Foundations for Change: A Framework for Transforming R&D Outcomes With AI

November 8, 2024

Contributed Commentary by Dr. Ben Sidders, Biorelate

November 8, 2024 | For AI and data-driven drug discovery to have a tangible impact on R&D success, a change in the culture is as important as any investment at a data, model, and validation level. Until quite recently, the perceived value of AI in drug discovery and development failed to match the hype. Now, however, a number of point solutions are having a positive impact within aspects of R&D, providing pointers about how to successfully embed AI at its core. In target discovery, for instance, knowledge graphs are now proving adept at integrating a vast number of data sources into a query-able structure, forming the basis for informed and relatively unbiased target prioritisation decisions.  

Challenges remain, however.

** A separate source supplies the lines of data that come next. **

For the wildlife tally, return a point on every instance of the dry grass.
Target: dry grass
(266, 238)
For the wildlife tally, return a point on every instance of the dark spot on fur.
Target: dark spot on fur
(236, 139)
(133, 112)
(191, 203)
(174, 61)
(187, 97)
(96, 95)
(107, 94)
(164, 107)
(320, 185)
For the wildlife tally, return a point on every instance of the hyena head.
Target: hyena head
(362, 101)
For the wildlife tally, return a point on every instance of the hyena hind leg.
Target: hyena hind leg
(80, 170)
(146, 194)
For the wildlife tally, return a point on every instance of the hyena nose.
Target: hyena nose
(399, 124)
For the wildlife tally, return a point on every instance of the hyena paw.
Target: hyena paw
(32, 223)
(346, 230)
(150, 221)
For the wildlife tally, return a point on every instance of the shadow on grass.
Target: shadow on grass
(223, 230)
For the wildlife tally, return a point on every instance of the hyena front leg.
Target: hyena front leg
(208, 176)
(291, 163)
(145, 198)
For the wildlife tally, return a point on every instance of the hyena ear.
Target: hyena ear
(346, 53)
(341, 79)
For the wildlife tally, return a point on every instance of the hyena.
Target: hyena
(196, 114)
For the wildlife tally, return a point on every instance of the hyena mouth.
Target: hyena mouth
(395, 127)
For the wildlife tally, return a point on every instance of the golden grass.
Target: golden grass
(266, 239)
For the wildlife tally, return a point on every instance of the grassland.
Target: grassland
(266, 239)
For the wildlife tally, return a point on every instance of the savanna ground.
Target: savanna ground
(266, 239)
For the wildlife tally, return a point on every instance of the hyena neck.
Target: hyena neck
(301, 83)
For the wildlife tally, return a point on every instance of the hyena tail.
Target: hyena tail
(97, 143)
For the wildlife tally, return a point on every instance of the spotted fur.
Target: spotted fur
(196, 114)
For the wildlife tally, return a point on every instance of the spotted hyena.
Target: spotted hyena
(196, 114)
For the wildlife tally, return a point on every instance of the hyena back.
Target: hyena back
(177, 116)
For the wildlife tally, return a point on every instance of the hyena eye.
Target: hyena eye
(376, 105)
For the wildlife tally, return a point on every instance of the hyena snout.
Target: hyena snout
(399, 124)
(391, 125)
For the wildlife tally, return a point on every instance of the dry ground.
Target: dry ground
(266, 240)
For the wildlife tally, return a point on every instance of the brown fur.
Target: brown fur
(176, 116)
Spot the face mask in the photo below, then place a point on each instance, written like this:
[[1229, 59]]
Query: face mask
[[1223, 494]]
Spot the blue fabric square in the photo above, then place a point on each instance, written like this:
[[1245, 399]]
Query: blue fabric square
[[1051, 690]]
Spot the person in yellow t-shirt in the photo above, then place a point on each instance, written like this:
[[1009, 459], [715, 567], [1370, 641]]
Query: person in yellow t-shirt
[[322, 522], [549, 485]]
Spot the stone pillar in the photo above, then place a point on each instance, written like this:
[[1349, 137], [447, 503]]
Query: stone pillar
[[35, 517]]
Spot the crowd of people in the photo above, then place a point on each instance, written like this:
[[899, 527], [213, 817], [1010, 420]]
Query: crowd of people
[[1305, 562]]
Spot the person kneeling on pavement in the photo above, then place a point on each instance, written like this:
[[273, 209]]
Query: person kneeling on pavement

Predicting synergistic drug combinations has been the topic of extensive research with only limited success and almost no translational relevance. Nor are we any nearer to being able to predict the effect of a drug on a given patient without first running a clinical trial. To achieve tangible transformation to R&D outcomes, a structured and integrated approach to AI’s role and reach is necessary, spanning Data, Model, Culture, and Validation considerations. 

Data Challenges 

Thus far, AI has found most success where the dataset is large, complete, and in many cases has been generated specifically to solve the problem at hand. The UNI foundation model for computational pathology, for instance, was trained on >100 million images from 20 tissue types. In contrast, one of the largest datasets available to train models for drug combination synergy prediction has 910 combinations of 118 drugs—many orders of magnitude smaller. This problem is further exacerbated when we look at data from clinical trial cohorts, which is often sparse and inconsistent in what is measured. For example, one trial might collect demographics and data for a specific blood-based biomarker; another might also collect genomic data.  

Biomedical knowledge is often locked away in text; the scientific literature or patents, for example. Extracting knowledge from this unstructured data is key. Historically, this has been achieved with natural language processing, but the rise of large language models is advancing us toward a human level understanding of the text. To make use of the output however, it remains critical to map the model findings to well-curated ontologies. 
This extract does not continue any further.